He had an almost swarthy complexion, with full lips, badly moulded, though red and smooth, above which was a well-groomed black moustache with curled points, though his age could not be more than three- or four-and-twenty. Despite the touches of barbarism in his contours, there was a singular force in the gentleman’s face, and in his bold rolling eye.
When Tess meets Alec d’Urberville for the first time, the narrator takes note of his physical appearance and what that might say about his character. Alec seem like a cartoonish villain, with a curled mustache and a dark look. In contrast to Tess’s purity and innocence, from the beginning Alec looms as a corrupting influence in her life.
He had, in fact, ridden quite at random for over an hour, taking any turning that came to hand in order to prolong companionship with her, and giving far more attention to Tess’s moonlit person than to any wayside object.
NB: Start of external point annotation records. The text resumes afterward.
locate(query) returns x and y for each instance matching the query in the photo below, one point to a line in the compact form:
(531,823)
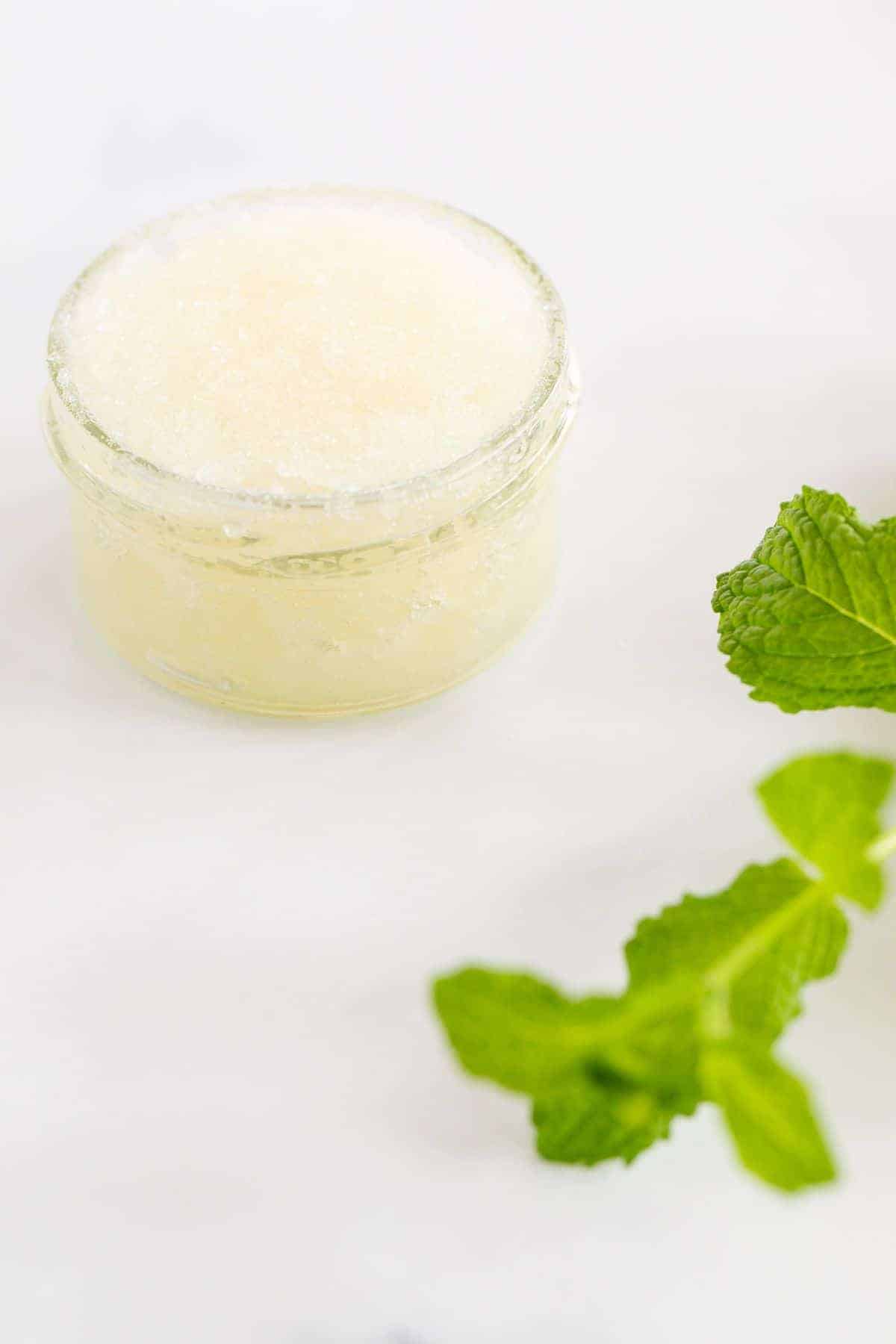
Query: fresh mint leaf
(712,983)
(768,1115)
(514,1028)
(590,1122)
(828,808)
(756,944)
(810,620)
While Alec and Tess ride home from a fair, Alec lets the horse lead them astray. Alec first takes advantage of Tess while on this isolated carriage ride in the middle of the woods. He had been trying to convince her to be his lover and now has decided to disregard how Tess feels. His premeditation of the rape reveals an evil nature.
But the loss of my mother hit me most; and by degrees I was brought to see daylight. Since then my one desire has been to hand on the true view to others, and that is what I was trying to do today; though it is only lately that I have preached hereabout.
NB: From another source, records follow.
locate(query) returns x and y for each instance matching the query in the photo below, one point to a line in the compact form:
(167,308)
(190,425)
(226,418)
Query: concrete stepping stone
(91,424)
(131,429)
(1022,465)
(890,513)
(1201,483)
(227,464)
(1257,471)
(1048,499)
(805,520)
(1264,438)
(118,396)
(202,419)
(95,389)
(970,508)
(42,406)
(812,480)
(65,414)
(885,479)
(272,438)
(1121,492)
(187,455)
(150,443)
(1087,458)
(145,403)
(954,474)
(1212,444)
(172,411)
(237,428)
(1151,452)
Here, Alec explains to Tess his conversion to Christianity. He says that the death of his mother served as the main reason for his conversion, but readers know from earlier in the novel that Alec and his mother did not have a strong relationship. The fact that he so easily changed his religion reveals his opportunistic nature, with no fixed values or beliefs.
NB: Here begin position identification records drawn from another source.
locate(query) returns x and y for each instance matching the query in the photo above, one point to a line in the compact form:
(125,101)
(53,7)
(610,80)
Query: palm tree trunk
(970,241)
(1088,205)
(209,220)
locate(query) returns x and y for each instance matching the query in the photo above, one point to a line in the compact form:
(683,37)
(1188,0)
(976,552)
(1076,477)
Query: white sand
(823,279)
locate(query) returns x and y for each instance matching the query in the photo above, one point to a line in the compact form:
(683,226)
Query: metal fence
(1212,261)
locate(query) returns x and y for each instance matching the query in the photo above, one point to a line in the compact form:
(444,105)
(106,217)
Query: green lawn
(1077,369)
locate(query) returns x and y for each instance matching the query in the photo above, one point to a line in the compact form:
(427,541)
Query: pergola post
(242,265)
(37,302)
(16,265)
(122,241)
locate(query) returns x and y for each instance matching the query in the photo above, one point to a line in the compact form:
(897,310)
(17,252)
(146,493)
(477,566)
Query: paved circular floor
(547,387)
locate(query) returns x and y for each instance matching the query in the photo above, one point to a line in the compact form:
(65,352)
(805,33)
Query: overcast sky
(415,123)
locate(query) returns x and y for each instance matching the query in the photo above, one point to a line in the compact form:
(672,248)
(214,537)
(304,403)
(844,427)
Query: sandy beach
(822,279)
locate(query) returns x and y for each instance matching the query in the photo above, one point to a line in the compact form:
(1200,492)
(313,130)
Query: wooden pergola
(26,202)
But you have been the means—the innocent means—of my backsliding, as they call it. I ask myself, am I, indeed, one of those ‘servants of corruption’ who, ‘after they have escaped the pollutions of the world, are again entangled therein and overcome’—whose latter end is worse than their beginning?
When Alec and Tess meet again after his conversion to Christianity, he blames her for his slipping away from his faith. According to him, his nature is to sin when he is exposed to anything tempting. Alec’s casting of blame on Tess and not taking any responsibility for his actions shows how he sees himself as the victim and not the other way around.
“I waited and waited for you,” she went on, her tones suddenly resuming their old fluty pathos. “But you did not come! And I wrote to you, and you did not come! He kept on saying you would never come any more, and that I was a foolish woman. He was very kind to me, and to mother, and to all of us after father’s death.”
When Angel finds Tess in Sandbourne, she explains that she wanted to wait for him to come back but Alec convinced her Angel would never return. Alec manipulated her into being with him by belittling her while at the same time taking care of her family. Alec’s actions right up until the end of his life show his complete disregard for other people’s feelings.